Несколько лет назад, приехав в Ленинград по служебной командировке, Павел Степанович побывал в родном горном институте, консультируясь на его кафедрах по специальным, связанным с рудничной технологией, вопросам, а уже уходя из института, столкнулся на лестничном переходе со своим бывшим тренером. Оба сильно обрадовались друг другу, и тренер рассказал Тучину, что его рекорд института в беге на пять тысяч метров побили совсем недавно, да и то на чуть-чуть.
Эта неожиданная информация искренне тронула Павла Степановича. Он даже почувствовал тогда, как невольно завлажнели его глаза.
Тучин по-настоящему понимал и любил спорт. Всякий. Во всех его видах. Увлеченно следил за ним, азартно «болел», умея зримо отгадывать за скупыми строчками спортивных отчетов моменты истинного драматизма. Он не понимал людей, не понимающих спорта, и с куда большей симпатией относился к тем, кто его понимал.
Спорт и бег приносили Тучину радость, удивительные ощущения уверенности, бодрости и раскрепощения.

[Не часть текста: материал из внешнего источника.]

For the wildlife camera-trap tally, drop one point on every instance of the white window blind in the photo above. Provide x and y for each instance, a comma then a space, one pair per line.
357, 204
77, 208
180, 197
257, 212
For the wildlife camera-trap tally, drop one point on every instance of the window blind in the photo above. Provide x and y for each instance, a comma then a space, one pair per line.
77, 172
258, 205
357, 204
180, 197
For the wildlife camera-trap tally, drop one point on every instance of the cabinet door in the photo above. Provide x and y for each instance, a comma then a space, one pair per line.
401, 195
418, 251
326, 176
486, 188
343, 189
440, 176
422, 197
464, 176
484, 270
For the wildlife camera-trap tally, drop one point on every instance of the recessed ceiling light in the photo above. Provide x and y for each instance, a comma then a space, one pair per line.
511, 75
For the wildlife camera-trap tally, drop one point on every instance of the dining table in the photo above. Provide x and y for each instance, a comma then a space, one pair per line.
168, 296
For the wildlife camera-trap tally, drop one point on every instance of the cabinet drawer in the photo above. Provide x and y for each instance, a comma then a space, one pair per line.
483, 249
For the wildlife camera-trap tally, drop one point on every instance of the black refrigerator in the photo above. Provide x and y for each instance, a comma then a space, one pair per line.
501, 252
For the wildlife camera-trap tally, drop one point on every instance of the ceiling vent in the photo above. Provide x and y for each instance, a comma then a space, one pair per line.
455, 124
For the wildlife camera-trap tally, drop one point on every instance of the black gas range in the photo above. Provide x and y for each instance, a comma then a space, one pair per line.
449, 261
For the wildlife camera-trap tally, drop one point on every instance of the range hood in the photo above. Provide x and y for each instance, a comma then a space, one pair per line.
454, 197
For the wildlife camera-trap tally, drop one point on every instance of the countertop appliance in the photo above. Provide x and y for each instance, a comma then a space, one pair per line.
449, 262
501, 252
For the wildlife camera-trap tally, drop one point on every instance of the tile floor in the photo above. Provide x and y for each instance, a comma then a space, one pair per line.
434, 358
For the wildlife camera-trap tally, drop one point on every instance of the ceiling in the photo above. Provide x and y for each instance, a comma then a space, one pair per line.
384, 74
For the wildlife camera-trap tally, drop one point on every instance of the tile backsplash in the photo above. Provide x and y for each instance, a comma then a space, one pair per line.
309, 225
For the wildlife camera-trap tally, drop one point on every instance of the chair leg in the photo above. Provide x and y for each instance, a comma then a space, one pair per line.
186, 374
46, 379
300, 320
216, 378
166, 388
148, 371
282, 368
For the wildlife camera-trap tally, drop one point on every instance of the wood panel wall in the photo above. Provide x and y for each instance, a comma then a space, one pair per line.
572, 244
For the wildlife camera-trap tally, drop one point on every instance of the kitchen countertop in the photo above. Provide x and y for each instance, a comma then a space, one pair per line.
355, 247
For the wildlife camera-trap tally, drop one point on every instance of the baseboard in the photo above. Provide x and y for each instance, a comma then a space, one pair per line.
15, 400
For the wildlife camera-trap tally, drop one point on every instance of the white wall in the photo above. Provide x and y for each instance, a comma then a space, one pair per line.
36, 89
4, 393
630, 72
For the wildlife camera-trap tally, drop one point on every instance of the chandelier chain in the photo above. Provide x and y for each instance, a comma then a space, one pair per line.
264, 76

Сменялись постепенно должности, занимаемые Тучиным на комбинате: он был и сменным мастером, и начальником горных участков в подземке, рядовым инженером в разных отделах управления, главным инженером Верхнего рудника, и соответственно — в связи с этими его перемещениями по служебной лестнице — изменялись маршруты, которыми он пробегал каждое утро, в любую погоду свои неизменные десять километров.
Изредка, конечно, обстоятельства заставляли Тучина откладывать бег и с ходу, от домашнего порога, усаживаться в служебный автомобиль, но и тогда при любой возможности он наверстывал упущенное, бегая по вечерам, хотя, естественно, более всего ценил утренние пробежки.

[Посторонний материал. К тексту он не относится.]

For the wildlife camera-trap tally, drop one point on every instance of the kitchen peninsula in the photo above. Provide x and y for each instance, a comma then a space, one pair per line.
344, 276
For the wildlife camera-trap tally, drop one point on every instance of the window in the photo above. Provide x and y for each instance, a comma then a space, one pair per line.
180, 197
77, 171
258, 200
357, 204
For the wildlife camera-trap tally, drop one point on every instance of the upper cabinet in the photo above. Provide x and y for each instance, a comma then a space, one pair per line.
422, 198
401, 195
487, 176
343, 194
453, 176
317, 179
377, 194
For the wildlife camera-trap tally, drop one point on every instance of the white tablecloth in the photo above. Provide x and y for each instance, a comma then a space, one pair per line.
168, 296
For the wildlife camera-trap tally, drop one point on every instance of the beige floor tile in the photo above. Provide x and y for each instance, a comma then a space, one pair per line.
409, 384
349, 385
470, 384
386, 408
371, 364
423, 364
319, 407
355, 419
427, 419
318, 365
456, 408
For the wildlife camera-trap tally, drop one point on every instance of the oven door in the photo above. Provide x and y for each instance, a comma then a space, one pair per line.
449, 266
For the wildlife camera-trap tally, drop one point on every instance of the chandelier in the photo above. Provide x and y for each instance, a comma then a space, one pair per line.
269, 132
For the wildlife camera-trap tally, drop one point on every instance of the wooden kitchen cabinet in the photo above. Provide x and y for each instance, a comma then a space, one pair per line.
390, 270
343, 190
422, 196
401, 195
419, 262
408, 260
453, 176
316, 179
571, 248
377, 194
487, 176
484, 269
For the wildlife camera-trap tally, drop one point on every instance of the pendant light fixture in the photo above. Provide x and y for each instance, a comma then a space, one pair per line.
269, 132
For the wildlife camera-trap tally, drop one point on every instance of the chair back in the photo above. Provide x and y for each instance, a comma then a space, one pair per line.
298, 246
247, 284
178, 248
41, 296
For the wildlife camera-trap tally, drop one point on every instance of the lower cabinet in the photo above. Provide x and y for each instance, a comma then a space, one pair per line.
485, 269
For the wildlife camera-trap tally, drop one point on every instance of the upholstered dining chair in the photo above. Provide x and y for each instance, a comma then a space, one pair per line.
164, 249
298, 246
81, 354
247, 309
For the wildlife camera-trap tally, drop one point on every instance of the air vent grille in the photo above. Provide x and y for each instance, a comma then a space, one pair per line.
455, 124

Со временем на комбинате в среде таких же, как и он, инженерно-технических работников пообвыклись и примирились с застарелой причудой Тучина, стали реже и скучней зубоскалить по этому поводу, а впоследствии ему уже не раз приходилось выступать и популярно рассказывать о том, как следует приступать к занятию бегом, что это дает и так далее. Короче, появились на комбинате и другие любители «бега от инфаркта». Когда же кто-то однажды углядел бегущего по окраинным аллейкам городского парка самого Кряквина — крыть зубоскалам стало и вовсе нечем. В одной из новогодних стенгазет управления был помещен весьма выразительный рисунок: за маленьким, усатым Тучиным несется куда-то по горам весь комбинат — здания фабрик, цехов, градирни, трубы, самосвалы…
А еще, бегая, Тучин думал. Бег помогал ему отрешаться от всего постороннего, сосредоточивал. На бегу к Тучину уже не раз приходили те единственно верные и необходимые решения, над поиском которых он порой так безрезультатно ломал голову в иных, скажем кабинетных, условиях.